国の補助事業で各地の温泉地に支援に入る日々です。
温泉地の皆さんがとりわけ私にアドバイスを求めるのは、「温泉地の魅力の掘り起こしと、それをどう伝えるか」です。
今回は伝えたい魅力は何か、そして広めるための手段について悩んでおられる読者に向けて、ヒントになればという思いで、つづります。

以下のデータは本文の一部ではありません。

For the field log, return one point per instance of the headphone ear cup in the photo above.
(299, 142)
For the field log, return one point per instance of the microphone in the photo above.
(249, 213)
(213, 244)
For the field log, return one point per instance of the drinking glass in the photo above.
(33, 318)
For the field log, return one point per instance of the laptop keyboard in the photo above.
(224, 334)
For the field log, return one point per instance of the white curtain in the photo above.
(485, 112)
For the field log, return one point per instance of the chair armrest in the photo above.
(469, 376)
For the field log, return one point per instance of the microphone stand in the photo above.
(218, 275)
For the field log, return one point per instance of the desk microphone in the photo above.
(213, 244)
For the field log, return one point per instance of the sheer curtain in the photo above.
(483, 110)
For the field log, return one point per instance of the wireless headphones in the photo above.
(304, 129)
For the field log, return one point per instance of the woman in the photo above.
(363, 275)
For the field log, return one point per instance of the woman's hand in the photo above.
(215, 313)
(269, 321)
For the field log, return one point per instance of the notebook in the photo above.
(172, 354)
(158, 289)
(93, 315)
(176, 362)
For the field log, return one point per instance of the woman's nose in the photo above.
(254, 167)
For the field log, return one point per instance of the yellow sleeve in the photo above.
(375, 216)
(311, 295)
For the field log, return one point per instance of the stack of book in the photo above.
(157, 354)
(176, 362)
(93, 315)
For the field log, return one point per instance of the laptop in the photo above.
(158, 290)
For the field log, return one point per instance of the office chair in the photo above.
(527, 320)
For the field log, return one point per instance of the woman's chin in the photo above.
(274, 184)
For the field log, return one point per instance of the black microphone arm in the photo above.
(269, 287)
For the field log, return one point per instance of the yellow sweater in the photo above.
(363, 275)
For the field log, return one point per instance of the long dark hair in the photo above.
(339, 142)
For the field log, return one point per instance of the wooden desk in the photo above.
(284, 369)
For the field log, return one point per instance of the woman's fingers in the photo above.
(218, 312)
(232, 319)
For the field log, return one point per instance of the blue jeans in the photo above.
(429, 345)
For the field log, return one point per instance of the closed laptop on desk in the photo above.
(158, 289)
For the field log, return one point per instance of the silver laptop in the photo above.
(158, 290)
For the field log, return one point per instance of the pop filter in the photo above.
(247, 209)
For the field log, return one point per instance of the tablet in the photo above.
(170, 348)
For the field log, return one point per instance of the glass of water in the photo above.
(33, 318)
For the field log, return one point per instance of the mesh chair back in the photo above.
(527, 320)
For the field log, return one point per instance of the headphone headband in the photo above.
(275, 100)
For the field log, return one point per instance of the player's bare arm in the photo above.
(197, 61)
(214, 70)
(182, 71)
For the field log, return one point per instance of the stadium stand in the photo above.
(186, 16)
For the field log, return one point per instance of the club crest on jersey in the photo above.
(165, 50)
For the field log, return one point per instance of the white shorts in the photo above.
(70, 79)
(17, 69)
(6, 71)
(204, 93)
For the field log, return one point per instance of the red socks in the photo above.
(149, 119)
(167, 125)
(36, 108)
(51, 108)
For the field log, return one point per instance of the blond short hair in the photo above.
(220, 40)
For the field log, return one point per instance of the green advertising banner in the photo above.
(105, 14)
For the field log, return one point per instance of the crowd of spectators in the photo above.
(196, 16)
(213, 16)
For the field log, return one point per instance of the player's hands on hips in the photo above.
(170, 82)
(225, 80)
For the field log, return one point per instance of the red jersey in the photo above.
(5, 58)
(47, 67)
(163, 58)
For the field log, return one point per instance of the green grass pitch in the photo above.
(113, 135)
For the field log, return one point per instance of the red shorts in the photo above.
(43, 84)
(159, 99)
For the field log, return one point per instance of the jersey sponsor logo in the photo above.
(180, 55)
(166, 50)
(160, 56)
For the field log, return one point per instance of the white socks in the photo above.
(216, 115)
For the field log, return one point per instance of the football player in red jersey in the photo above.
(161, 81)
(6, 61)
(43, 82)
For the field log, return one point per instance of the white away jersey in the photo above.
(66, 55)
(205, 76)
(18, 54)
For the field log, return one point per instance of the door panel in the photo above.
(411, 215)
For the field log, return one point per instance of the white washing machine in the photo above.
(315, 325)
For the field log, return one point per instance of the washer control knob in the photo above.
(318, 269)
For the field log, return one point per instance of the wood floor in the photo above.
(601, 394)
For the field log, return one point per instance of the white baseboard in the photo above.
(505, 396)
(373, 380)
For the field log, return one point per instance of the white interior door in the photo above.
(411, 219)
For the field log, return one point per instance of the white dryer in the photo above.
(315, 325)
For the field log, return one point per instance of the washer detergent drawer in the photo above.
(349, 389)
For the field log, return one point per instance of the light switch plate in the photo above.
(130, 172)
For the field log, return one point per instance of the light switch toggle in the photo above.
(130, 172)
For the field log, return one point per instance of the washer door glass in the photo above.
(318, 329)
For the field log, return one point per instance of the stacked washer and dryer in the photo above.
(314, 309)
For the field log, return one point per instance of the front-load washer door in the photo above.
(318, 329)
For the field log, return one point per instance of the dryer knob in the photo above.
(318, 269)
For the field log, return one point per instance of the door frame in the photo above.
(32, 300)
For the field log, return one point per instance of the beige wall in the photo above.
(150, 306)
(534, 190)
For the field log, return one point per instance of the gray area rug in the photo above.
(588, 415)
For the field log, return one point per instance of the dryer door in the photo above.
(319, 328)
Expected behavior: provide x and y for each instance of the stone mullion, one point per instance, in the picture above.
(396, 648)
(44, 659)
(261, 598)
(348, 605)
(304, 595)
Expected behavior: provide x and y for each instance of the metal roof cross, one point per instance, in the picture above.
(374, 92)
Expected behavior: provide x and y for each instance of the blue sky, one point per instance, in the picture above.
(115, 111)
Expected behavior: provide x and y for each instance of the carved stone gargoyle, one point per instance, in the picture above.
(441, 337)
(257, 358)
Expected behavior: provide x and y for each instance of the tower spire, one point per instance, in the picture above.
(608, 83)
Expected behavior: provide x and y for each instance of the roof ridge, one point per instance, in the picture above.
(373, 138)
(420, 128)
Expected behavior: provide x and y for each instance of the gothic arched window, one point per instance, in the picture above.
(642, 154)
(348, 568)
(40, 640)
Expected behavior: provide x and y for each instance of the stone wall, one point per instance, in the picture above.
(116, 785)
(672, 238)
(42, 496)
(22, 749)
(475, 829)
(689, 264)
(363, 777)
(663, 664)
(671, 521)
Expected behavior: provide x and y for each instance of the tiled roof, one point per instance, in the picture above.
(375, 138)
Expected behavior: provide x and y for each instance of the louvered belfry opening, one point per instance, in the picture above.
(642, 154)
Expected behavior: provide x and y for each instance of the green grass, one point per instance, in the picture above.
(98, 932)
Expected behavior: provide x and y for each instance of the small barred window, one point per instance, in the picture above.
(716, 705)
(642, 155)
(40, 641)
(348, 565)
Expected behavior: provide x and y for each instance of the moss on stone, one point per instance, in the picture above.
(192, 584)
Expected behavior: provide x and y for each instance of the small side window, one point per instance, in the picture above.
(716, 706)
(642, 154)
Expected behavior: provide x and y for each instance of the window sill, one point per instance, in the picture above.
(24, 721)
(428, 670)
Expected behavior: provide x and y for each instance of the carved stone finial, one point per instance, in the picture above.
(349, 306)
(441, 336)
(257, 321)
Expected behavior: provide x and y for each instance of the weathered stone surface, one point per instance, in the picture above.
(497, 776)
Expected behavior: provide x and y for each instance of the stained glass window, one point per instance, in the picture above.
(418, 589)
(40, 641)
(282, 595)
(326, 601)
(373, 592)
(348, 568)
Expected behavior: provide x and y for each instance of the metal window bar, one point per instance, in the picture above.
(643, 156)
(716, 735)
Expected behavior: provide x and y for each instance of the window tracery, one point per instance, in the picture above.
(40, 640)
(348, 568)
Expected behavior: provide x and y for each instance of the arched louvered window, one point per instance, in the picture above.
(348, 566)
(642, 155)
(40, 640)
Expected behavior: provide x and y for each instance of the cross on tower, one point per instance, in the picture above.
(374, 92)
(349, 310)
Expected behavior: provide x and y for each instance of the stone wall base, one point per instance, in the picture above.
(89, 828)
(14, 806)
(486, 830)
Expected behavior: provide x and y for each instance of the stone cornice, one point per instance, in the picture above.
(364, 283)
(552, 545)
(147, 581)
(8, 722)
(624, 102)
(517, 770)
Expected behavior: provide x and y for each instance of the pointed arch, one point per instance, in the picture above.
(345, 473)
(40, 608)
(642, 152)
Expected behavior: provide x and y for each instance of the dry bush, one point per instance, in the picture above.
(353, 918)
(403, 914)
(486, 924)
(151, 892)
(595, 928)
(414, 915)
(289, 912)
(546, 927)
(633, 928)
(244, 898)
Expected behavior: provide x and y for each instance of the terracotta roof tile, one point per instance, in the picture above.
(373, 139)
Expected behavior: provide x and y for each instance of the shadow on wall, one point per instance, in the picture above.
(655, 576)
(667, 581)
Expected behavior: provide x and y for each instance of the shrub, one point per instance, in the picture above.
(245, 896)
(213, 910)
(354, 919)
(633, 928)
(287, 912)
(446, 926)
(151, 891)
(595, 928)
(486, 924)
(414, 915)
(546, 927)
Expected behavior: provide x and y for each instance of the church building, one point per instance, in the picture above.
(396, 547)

皆さん、「地域のオリジナル」をどのくらい意識されていますか?
どこかの観光地ではやったら、それをまねるのではなく、己が地域のシンボルや誇れるものを伝えてこそ、地域が光り、地域を愛してくれるファンを呼び込むことができるのです。他をまねていては、ファンビジネスは成功しません。むしろ、地域の価値を下げてしまいます。
温泉地の魅力発信の一つの事例として、山形県小野川温泉が起点となった「ご当地落語」をご紹介します。

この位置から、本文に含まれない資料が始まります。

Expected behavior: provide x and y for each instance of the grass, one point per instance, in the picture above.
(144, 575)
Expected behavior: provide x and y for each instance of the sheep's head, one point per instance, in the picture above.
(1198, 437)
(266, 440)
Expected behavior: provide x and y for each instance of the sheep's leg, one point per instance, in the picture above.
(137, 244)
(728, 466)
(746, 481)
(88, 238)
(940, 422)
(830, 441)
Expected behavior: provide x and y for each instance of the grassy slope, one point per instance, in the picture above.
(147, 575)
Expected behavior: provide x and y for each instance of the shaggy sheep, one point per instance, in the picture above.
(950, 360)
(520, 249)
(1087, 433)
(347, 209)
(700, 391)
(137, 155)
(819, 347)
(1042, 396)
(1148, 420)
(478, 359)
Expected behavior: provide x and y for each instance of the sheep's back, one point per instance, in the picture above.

発端は、コロナまん延中の2021年ごろ。旅館はガラガラで、落語家も落語会のようなイベントを開きにくい時期でした。双方にとってビジネスが成り立たないタイミングを、逆にチャンスにした企画です。
落語家に温泉地を題材にしたオリジナルの新作落語を依頼しました。
落語家に温泉地に4泊してもらい、観光地を散策し、地元の住民にインタビューも試みる。このような「取材」を元に、フィクションも加えながら、オリジナル落語を創作してもらいます。そして最終日には落語会でその新ネタを発表。実に濃い5日間です。
創作の過程は写真家が撮影し、SNSでも伝えました。落語家の滞在中の食事や散策の様子も動画で配信しましたので、旅がしにくいコロナまん延中だったこともあり、非常に好評だったそうです。

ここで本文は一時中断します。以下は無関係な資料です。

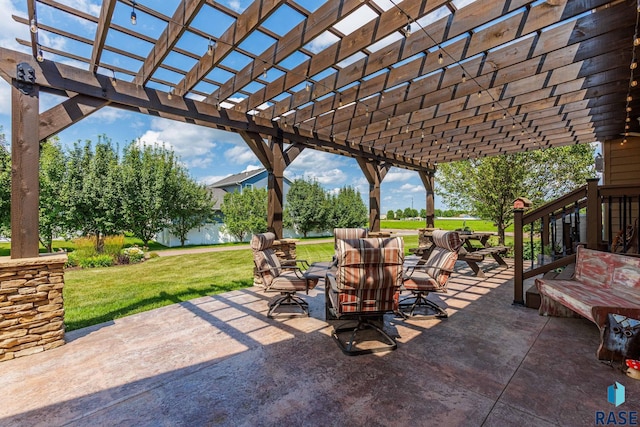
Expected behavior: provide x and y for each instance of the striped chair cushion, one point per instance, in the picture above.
(449, 240)
(433, 275)
(369, 274)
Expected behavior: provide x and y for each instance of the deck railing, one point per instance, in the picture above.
(599, 217)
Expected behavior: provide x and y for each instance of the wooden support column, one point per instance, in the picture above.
(25, 160)
(518, 258)
(374, 173)
(594, 214)
(275, 160)
(428, 180)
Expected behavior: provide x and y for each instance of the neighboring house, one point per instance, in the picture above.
(212, 233)
(251, 179)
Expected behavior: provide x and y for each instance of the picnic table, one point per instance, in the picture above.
(472, 255)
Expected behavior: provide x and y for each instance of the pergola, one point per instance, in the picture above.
(408, 83)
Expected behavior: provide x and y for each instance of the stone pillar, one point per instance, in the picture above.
(31, 305)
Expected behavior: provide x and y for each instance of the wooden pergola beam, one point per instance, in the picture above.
(101, 33)
(150, 101)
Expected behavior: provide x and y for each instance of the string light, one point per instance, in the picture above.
(407, 30)
(134, 18)
(40, 56)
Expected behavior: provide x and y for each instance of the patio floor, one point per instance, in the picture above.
(219, 361)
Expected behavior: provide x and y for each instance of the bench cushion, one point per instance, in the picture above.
(580, 298)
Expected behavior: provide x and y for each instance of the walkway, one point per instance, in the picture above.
(219, 361)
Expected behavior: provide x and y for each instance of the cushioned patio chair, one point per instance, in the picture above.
(364, 286)
(431, 275)
(276, 277)
(346, 233)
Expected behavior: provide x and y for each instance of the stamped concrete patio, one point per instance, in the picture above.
(219, 361)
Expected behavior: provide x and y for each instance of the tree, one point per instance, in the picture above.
(245, 212)
(489, 186)
(347, 210)
(5, 186)
(151, 184)
(192, 207)
(52, 206)
(92, 191)
(306, 207)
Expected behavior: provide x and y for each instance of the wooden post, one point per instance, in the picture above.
(276, 189)
(275, 160)
(594, 214)
(374, 173)
(518, 261)
(25, 161)
(428, 180)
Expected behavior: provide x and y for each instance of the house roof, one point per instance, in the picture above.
(237, 178)
(407, 83)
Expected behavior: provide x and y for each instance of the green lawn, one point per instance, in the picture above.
(445, 224)
(99, 295)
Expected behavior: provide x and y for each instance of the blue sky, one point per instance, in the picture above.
(209, 154)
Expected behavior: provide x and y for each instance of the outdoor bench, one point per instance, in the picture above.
(603, 283)
(478, 255)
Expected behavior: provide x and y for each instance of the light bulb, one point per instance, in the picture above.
(407, 30)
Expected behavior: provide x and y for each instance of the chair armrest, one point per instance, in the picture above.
(331, 282)
(411, 269)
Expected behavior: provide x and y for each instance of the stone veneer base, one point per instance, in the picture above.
(31, 305)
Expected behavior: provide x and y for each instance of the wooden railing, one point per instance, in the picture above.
(545, 238)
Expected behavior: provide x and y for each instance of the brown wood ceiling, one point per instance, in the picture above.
(536, 74)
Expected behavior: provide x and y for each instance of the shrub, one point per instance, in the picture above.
(132, 255)
(96, 261)
(113, 245)
(85, 247)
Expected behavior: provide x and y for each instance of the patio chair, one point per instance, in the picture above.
(346, 233)
(432, 275)
(364, 286)
(286, 279)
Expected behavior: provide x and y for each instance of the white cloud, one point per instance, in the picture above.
(239, 155)
(313, 159)
(210, 179)
(400, 175)
(250, 168)
(108, 115)
(325, 177)
(409, 188)
(322, 42)
(194, 144)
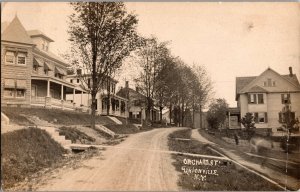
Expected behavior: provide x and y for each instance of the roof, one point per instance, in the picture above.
(15, 32)
(38, 33)
(123, 93)
(241, 82)
(51, 55)
(257, 89)
(4, 25)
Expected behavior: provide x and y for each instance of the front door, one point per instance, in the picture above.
(33, 90)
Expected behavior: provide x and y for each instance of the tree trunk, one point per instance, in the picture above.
(160, 109)
(148, 111)
(200, 116)
(108, 97)
(182, 114)
(170, 114)
(93, 113)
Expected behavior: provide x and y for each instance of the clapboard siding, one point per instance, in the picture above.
(17, 72)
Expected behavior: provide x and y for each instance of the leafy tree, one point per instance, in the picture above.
(102, 34)
(216, 115)
(249, 124)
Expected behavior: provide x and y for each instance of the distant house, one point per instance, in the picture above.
(137, 103)
(31, 75)
(117, 104)
(265, 96)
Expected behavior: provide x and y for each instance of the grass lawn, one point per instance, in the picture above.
(221, 175)
(55, 116)
(25, 152)
(75, 135)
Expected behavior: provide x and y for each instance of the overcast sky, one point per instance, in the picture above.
(229, 39)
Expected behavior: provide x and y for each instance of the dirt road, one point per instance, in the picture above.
(135, 164)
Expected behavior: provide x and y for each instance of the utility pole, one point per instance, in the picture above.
(200, 116)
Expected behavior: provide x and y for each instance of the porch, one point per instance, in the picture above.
(233, 118)
(51, 93)
(117, 106)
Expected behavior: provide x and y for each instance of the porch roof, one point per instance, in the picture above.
(233, 110)
(58, 81)
(38, 62)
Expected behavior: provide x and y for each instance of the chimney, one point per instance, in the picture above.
(291, 71)
(79, 71)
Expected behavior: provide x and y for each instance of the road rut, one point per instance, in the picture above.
(133, 165)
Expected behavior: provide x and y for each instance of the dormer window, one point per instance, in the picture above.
(269, 83)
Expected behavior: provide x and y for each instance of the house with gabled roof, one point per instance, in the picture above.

実は本事業は、観光庁の補助事業を活用しており、リード役の小野川温泉をはじめ、五つの温泉地で24席(24話という意味)の新作の「ご当地落語」が誕生しました。
立案・推進した「登府屋旅館」の遠藤直人社長はこう語ります。
「小野川温泉の場合、小野小町や伊達政宗、上杉鷹山といったゆかりの著名人は多数います」
「たとえば伊達政宗は23歳で落馬して骨折し、小野川温泉で湯治した。ここまでは史実。ですが、それ以上の史実はありません」
「その点、落語ならフィクションとして『伊達政宗が小野川温泉に入って、こんなことした』とか、『こんな出会いがあった』など、ディテールを創作できるので、話が広がるのです」
遠藤社長は、史実にフィクションの要素を加えられる落語は、地域の魅力を広く伝えられると確信しています。
「温泉地によっては、長い歴史はあるもののエピソードが少ない場合もあります。その際、フィクションを加える手法は効果的です」
この取り組みは継続しており、24年には、五つの温泉地に仙台を加え、南東北3県で「ご当地落語」ツアーを開催しました。
「作ってくださった落語家さんも、東京をはじめとする各地で『ご当地落語』を演じてくださると同時に、訪れた地域の話もしてくださるので、広告効果が高いんです」と遠藤社長は自信をみせます。
さらに広がりを見せた要因をもうひとつ。「ご当地落語」の公式サイトでは、それぞれの落語の台本を公開し、悪用しなければ誰もが演じていいという仕組みです。
「ご当地落語」は、温泉地と落語家が一体となって、手間暇かけて創作しているのがポイントです。この労力を成果につなげるためには、なんといっても継続すること。繰り返し繰り返し、落語を披露していくことでしょう。